I look up, the Hospital sign glows through the windshield, not like a beacon, not a symbol or warning, just what it is. Words on a building.
“Are you sure you don’t need me to come in there? I can cancel my interview. Seriously, it’s just graduate school,” Clem smiles, a joke that doesn’t meet her eyes, that familiar sad smile, the one begging to carry the weight of this. She’d clean up every messy part of me if it meant she could make sure I’m okay. She loves me. She may be the only one who ever really has. The thought has me biting the inside of my cheek, trying to hold the feeling in its place, keep it from rising. Because I want to be alone. Maybe it’s guilt, the craving to feel all of this. Every slow second.
“He’ll be here Clem, I’m fine.” I nod and I see theworry flash in her eyes, the recognition that the typical Sloane performance has slipped, that she’s leaving me at intermission.
“I love you, Sloane.” She squeezes my arm again, but this time it isn’t rehearsed.
The automatic doors open immediately after I get out of the car and I want to run to catch them, the space between me and them long and awkward and wrong. A few men and a woman are holding large picket signs to the left. They’re graphic but also not displaying any sort of realistic imagery, just mutilated fully developed fetuses and murder written in bold red letters. I try to force myself to care about their message. Try to make myself see their point of view. As I approach, a woman in scrubs comes out to greet me, wrapping a long warm arm around my shoulders.
“Ignore them,” she grits out, her jaw furiously clenched as she grimaces at the small crowd.

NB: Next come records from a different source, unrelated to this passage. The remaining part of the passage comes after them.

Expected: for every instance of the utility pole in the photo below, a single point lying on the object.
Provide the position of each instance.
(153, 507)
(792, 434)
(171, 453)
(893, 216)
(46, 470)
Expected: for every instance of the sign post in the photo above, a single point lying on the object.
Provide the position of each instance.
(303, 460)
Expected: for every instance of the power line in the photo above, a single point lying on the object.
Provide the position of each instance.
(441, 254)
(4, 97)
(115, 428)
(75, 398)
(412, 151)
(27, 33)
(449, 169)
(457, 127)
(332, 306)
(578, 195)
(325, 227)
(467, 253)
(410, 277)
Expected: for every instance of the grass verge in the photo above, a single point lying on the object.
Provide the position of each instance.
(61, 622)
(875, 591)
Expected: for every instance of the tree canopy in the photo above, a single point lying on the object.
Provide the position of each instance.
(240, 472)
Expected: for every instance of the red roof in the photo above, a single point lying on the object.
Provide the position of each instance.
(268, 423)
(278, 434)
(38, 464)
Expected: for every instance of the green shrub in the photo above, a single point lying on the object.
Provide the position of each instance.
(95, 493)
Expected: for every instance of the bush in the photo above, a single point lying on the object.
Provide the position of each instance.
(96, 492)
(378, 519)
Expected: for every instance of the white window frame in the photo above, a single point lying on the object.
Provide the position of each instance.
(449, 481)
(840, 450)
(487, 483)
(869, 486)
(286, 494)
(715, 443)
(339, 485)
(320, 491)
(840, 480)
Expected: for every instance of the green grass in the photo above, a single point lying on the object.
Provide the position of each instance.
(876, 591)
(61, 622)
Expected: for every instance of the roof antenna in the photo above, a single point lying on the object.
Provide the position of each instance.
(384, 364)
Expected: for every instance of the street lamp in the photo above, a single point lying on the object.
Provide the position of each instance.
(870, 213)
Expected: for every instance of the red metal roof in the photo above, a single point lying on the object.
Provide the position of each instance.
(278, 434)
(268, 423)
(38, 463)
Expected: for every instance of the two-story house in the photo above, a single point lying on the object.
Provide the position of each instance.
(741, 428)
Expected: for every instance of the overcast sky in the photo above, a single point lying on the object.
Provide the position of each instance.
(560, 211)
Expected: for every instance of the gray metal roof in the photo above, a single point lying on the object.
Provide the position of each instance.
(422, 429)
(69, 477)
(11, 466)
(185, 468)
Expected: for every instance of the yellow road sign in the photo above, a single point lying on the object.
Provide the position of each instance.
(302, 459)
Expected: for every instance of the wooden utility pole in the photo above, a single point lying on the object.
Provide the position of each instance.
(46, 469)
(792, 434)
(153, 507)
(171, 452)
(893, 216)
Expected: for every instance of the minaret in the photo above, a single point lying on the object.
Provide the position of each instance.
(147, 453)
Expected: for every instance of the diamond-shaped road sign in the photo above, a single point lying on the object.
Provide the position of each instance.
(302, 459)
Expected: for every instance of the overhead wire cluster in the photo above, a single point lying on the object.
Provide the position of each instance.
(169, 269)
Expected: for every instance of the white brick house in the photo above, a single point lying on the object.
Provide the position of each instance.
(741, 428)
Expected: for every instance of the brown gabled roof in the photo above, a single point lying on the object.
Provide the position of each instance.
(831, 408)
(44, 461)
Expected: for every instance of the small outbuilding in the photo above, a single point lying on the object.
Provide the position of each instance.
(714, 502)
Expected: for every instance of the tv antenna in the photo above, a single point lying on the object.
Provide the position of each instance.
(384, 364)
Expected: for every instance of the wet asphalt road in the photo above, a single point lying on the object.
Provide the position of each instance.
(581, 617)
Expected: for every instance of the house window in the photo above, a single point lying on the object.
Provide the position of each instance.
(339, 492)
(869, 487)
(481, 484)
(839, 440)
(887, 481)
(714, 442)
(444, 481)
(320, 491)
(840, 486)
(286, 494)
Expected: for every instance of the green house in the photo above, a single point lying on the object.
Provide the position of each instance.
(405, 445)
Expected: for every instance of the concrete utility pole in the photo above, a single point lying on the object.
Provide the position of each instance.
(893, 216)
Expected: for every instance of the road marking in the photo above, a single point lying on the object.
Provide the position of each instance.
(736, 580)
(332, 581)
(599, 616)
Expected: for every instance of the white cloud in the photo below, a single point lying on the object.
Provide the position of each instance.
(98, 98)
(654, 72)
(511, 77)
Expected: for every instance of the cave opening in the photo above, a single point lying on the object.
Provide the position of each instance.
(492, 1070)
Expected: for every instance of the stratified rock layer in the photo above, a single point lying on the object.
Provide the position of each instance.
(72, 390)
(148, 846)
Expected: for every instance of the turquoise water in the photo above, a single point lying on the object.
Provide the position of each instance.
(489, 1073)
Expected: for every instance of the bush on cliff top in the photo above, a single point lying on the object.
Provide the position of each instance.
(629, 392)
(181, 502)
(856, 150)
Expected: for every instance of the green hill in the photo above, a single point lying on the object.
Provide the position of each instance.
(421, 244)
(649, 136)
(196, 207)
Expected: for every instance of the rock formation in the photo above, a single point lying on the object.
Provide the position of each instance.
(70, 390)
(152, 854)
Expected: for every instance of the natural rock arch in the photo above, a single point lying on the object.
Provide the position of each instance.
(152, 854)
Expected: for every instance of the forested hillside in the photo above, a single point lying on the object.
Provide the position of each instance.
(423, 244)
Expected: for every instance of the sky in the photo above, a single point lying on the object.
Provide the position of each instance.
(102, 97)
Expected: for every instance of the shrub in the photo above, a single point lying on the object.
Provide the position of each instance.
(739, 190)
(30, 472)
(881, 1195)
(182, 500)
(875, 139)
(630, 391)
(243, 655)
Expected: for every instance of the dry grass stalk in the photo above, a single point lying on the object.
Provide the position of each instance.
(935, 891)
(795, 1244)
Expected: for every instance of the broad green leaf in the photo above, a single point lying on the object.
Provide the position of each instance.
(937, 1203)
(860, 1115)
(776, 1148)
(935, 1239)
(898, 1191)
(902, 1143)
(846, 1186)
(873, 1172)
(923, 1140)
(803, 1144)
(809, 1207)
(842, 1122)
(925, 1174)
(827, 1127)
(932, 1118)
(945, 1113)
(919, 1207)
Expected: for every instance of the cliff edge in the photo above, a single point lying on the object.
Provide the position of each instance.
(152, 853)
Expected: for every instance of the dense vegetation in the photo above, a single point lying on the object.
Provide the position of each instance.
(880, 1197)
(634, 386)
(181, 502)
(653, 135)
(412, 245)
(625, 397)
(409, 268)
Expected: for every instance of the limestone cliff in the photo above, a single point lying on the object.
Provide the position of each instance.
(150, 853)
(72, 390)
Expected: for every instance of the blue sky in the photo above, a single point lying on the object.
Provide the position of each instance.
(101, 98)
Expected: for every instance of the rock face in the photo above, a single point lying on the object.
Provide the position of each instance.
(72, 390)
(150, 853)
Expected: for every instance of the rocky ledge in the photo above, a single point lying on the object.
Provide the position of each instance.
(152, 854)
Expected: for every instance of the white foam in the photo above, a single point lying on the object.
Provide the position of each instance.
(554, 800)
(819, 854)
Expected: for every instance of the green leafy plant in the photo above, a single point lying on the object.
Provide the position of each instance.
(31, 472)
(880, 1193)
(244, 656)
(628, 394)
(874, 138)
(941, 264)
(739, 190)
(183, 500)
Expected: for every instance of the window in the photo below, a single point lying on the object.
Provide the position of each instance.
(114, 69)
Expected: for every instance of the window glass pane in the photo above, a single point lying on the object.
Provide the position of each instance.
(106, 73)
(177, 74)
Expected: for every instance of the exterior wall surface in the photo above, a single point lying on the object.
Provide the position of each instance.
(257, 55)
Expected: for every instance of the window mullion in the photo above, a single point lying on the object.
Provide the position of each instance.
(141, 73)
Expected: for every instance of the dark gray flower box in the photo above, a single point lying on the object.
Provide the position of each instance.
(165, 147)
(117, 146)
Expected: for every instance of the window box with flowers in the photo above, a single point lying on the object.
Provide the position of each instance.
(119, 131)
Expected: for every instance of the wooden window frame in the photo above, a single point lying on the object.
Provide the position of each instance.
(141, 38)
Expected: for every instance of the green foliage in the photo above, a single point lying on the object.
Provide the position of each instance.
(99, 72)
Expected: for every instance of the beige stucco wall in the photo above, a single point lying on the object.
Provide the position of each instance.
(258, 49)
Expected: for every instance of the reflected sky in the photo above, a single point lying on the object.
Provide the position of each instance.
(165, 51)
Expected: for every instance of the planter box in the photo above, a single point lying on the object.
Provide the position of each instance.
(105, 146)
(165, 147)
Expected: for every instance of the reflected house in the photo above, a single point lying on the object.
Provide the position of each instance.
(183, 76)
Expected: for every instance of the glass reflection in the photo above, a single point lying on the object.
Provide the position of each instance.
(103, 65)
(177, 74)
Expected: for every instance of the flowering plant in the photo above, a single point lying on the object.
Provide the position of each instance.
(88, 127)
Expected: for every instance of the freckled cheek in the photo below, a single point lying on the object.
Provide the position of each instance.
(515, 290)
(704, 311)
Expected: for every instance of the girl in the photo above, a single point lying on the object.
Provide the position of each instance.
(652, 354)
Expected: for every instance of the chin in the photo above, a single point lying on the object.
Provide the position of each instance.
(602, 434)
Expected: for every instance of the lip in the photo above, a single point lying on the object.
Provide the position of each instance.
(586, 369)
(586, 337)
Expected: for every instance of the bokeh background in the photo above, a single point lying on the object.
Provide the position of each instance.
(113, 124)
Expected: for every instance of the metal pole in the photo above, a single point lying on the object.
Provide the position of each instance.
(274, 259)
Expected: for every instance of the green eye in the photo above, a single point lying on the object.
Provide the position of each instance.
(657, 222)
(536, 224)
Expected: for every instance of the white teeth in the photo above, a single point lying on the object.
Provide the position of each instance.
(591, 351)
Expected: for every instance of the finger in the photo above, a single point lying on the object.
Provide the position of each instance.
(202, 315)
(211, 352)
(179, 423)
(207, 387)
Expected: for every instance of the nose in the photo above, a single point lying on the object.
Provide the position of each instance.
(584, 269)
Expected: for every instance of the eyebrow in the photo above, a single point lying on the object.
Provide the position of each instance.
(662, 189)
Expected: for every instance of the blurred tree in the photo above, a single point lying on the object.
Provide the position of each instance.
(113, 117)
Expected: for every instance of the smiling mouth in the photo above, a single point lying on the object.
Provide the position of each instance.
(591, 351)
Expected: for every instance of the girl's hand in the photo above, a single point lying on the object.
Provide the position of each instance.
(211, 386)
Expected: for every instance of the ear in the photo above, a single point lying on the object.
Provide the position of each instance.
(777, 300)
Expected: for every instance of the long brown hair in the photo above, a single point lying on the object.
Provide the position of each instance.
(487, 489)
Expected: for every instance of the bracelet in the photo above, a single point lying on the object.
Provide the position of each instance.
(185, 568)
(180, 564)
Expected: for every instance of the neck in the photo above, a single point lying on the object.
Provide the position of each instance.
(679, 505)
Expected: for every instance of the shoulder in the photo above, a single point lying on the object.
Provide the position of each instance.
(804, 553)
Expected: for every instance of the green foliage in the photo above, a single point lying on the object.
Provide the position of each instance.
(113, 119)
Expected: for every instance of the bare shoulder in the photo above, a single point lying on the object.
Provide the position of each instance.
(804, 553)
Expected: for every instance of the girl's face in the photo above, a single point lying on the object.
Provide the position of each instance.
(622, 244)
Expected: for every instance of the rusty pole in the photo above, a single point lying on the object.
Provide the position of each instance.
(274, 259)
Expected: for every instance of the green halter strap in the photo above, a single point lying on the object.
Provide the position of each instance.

Normally I’d laugh, try to deflate the situation but that feels wrong, too—everything feels wrong. I think of Evie, how badly she wanted us. Imagine how she must have whispered that hope into the dark like a spell that might finally take, baby names etched in her heart that never reached her lips and for a second, I do feel bad. Not about the decision I’m making but for all of the women who break themselves trying to be what the world wants and never quite fitting. Who ache for something that never takes. Sometimes I wonder if being a woman is just grief in a million directions, longing for something that never comes, mourning what you choose to lose. Evie prayed for a child for years while I walk into this building to let one go and somehow we both feel like we failed.
“What’s your name, sweetie?” The nurse asks, leading me to reception where she goes behind one of the gleaming computers, bathed in the blue light. I see the way her eyescrinkle at the edges, her lips slightly chapped. I wish I had the energy to make her life easier.
“Sloane.” She nods at my response typing something into her keyboard.
“Okay, honey. I got you all checked in and you’ll be called back in just a bit to run some tests before the procedure. Do you have someone who can drive you home today?” Her eyes meet mine and she must read something because she continues. “You’ll need to have someone driving you due to the sedation. It’s very mild, but still—you’ll be groggy.”
I roll my lips together.
“Yeah, sorry. I have someone coming, they're just a little late.”
She gives me a tight lipped smile that registers something I don’t before nodding to the chairs behind me. I take a seat, the blue plastic cold and hard as I flip through an STD pamphlet, carefully reading about each disease like I’m here for a quiz and not an abortion.
“Sloane Fielder,” a kind voice comes through the door to my left, and I grab my bag, following a young brunette woman in light purple scrubs to one of the many patient rooms. She shuts the door, staring down at my chart. “How many pregnancies have you had?”
“One,” I say, forcing myself to meet her eyes as I settle on the crinkly paper. They’re brown, just brown and heavy. I wonder the toll it takes on her, having to deal with women at peak emotional exhaustion.